Idealisten-Projekt Detroit - Wie die Kunst eine bankrotte Industriestadt retten soll

“Die Hälfte aller Gebäude in Downtown Detroit ist verschwunden, aber es gibt hier immer noch Dichte”, erklärt der Unternehmer und Kunstmäzen Gary Wasserman vor der Kulisse jenes eleganten Hochhauses, das den Anfang der endlosen Woodward Avenue markiert. Wie rund 80 andere Wolkenkratzer wurde auch dieser weiße Turm, der dem Architekten Yomura Yamasaki als Vorlage für das World Trade Center diente, kürzlich von dem Versicherungsgiganten Quicken Loans für eine Million Dollar gekauft - und Detroit damit einen Schritt vom Abgrund zurück geholt. Verglichen mit Chicago oder gar Manhattan wirkt die verbliebene vertikale Architektur, zu der spektakuläre Bauten aus der Hochzeit der Motor City um den zweiten Weltkrieg herum gehören, eher spärlich. Doch Wasserman wird nicht müde, über seine zerrissene Heimatstadt als ein “urbanes Laboratorium für eine noch zu entwickelnde Stadtform des 21. Jahrhunderts” zu sprechen. Als er vor fünf Jahren hörte, dass junge Künstler verwaiste Nachbarschaften besiedelten, zog er aus seinem Zufluchtsort in Florida zurück nach Detroit, “eine gescheiterte postindustrielle Stadt mit reichhaltigen Ressourcen.” Voller Zuversicht eröffnete er inmitten der Misere eine Galerie. Heute hält er den damaligen Optimismus für nur zu fünf Prozent berechtigt - und kann ihn doch nicht begraben. 

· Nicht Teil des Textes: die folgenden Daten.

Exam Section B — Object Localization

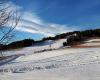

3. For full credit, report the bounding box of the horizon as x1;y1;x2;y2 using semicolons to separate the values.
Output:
4;0;100;40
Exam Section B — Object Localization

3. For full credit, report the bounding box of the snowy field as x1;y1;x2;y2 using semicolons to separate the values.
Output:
0;38;100;80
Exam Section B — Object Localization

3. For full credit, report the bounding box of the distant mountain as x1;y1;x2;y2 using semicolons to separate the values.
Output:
3;29;100;49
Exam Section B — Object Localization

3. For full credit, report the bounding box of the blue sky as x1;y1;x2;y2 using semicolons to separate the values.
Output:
6;0;100;39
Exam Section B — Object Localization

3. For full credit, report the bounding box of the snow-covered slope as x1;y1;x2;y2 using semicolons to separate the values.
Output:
0;40;100;80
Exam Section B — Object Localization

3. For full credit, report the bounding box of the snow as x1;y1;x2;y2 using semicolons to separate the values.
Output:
0;39;100;80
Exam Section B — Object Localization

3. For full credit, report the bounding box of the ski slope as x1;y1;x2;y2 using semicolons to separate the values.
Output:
0;40;100;80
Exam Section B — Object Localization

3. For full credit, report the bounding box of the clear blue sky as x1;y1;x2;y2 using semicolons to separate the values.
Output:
10;0;100;39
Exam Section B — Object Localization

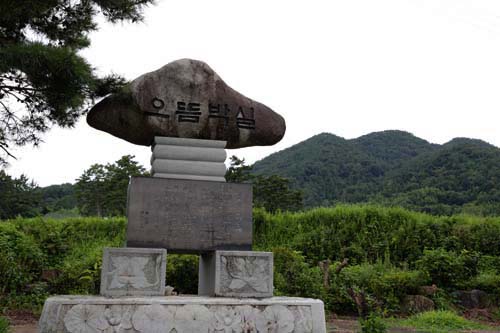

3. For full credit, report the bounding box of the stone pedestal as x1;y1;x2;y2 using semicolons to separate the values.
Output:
100;247;167;297
198;251;273;298
39;296;326;333
151;137;226;182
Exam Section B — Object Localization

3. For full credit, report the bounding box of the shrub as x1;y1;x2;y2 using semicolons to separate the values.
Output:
273;248;324;298
330;263;427;312
416;248;479;289
0;223;46;295
468;272;500;299
477;255;500;274
400;310;487;333
359;313;387;333
0;317;9;333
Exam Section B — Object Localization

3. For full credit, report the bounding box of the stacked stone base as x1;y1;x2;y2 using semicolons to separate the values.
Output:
39;296;326;333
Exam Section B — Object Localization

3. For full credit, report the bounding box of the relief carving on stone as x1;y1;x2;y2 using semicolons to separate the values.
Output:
108;255;161;289
59;304;313;333
221;256;272;293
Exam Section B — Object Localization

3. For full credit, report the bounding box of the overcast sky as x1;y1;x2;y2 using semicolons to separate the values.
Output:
8;0;500;186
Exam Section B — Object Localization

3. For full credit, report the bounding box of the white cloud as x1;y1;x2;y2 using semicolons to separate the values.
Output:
9;0;500;185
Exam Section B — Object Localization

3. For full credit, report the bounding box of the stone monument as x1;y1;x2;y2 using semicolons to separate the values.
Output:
39;59;326;333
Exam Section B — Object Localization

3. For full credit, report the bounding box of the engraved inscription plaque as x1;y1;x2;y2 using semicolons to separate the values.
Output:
127;177;252;253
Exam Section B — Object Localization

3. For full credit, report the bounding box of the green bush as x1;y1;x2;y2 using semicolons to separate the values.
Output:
0;223;47;295
166;254;198;294
468;272;500;299
416;248;479;289
399;310;488;333
477;255;500;274
359;314;387;333
0;317;9;333
329;263;427;312
273;248;324;298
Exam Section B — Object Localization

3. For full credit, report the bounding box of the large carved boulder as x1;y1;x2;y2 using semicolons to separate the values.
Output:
87;59;286;148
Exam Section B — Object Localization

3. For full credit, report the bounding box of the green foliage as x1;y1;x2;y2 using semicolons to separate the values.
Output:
272;248;324;298
397;310;488;333
224;155;252;183
0;170;41;220
0;0;153;163
329;263;427;312
359;314;387;333
253;175;303;212
0;206;500;313
225;155;303;212
0;223;47;295
75;155;146;216
166;254;198;295
0;316;10;333
416;248;479;289
253;131;500;215
254;206;500;266
38;183;77;215
0;218;125;311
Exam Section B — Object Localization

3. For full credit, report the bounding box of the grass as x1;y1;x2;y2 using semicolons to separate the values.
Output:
389;310;491;333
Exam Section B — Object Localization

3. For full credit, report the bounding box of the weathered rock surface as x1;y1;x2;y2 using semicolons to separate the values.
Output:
39;296;326;333
401;295;434;313
87;59;286;148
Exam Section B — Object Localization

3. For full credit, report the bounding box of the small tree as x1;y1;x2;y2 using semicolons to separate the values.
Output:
0;0;153;163
0;170;41;220
75;155;146;216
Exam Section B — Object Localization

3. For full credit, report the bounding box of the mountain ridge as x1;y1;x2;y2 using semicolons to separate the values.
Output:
254;130;500;215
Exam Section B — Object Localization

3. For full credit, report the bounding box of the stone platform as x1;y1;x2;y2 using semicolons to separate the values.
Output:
39;296;326;333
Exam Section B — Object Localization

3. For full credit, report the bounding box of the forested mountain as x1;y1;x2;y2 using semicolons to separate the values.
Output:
254;131;500;215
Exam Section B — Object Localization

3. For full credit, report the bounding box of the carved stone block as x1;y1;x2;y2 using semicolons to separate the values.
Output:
39;296;326;333
198;251;273;298
101;248;167;296
127;177;252;254
151;136;226;182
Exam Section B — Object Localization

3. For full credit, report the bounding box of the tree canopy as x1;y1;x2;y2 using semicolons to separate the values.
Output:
0;0;154;164
226;155;303;212
75;155;146;216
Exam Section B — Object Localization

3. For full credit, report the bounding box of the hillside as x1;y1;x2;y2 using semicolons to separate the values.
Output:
254;131;500;215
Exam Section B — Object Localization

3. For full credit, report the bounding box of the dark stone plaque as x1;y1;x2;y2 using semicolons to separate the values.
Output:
127;177;252;253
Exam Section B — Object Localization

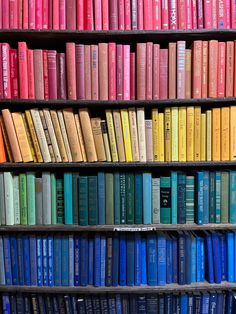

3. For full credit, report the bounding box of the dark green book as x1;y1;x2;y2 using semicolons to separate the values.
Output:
79;176;88;226
88;176;98;225
125;173;134;224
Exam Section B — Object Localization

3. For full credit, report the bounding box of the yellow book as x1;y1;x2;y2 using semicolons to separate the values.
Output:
212;108;221;161
120;109;133;161
194;107;201;161
221;107;229;160
165;108;171;161
179;107;187;161
106;109;118;162
171;107;179;161
201;113;206;161
158;113;165;161
152;109;160;161
187;107;194;161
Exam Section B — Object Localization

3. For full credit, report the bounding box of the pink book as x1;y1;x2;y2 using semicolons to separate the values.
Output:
59;0;66;29
66;0;76;30
29;0;36;29
91;45;99;100
143;0;153;30
161;0;169;29
146;42;153;100
159;49;168;99
43;50;49;100
94;0;102;31
27;49;35;99
116;45;123;100
138;0;143;30
48;50;57;99
108;43;116;100
35;0;43;29
125;0;131;31
123;45;130;100
217;42;226;97
2;0;10;29
102;0;109;31
42;0;49;29
152;44;160;99
10;49;19;98
130;52;135;100
75;44;85;99
66;43;77;100
169;0;178;29
18;42;28;99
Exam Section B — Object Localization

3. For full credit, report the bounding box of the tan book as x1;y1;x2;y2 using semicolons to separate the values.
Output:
91;118;106;161
79;108;98;162
2;109;23;162
50;110;68;162
62;108;83;162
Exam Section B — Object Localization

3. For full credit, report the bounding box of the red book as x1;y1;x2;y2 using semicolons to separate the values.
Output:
18;42;28;99
66;43;77;100
66;0;76;30
153;44;160;99
116;45;123;100
108;43;116;100
123;45;130;100
27;49;35;99
10;49;19;98
91;45;99;100
75;44;85;99
43;50;49;100
77;0;85;30
159;49;168;99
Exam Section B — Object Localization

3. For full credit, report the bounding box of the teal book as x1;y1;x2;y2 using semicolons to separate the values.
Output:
160;177;171;224
79;176;88;226
88;176;98;225
64;173;73;225
26;172;36;225
126;173;134;224
143;172;152;225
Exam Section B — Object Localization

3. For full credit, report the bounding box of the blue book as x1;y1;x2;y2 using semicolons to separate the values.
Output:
143;173;152;224
64;173;73;225
157;233;166;286
147;233;157;286
10;236;19;285
120;233;127;286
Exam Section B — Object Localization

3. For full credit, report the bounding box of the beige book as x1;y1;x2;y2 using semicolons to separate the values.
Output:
128;108;139;161
112;109;125;162
57;110;72;162
12;112;33;162
79;108;98;162
91;118;106;161
63;108;83;162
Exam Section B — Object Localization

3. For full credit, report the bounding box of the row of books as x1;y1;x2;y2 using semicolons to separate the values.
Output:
0;40;236;100
0;0;236;30
0;171;236;226
1;291;236;314
0;231;236;287
0;106;236;162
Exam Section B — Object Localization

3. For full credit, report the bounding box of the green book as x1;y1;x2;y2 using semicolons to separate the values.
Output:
26;172;36;225
125;173;134;224
79;176;88;226
105;173;114;225
19;173;28;225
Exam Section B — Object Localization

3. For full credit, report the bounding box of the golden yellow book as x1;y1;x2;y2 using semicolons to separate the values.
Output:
201;113;206;161
221;107;229;160
152;109;160;161
164;108;172;161
179;107;187;161
212;108;221;161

Der beligische Künstler Koen Vanmechelen, der sein Cosmopolitan Chicken Project in Zusammenarbeit mit der Kunsthalle Detroit/Wasserman Project nach Detroit bringen will, vor einem Wandgemälde auf dem Großmarkt.

So vermochten die kreativen Pioniere das Schicksal der einstigen Industrie-und Kulturmetropole kaum eigenhändig zu wenden, aber sie stelltem dem “Detroit-Lamento” erstmals eine Hoffnungsbotschaft gegenüber: statt “Ruinen-Porno”, wie die Einheimischen die voyeuristische Bilderflut von verwitterten Villen, verlassenen Bahnhöfen und verkommenen Prachtkinos nennen, propagierten die furchtlosen, aus ihren überteuerten Ursprungsorten vertriebenen Immobilienopportunisten eine Detroit-Renaissance - der Motor sollte  diesmal die Kunst, das Handwerk und eine kleinformatige Biolandwirtschaft auf Motowns immensem Brachland sein.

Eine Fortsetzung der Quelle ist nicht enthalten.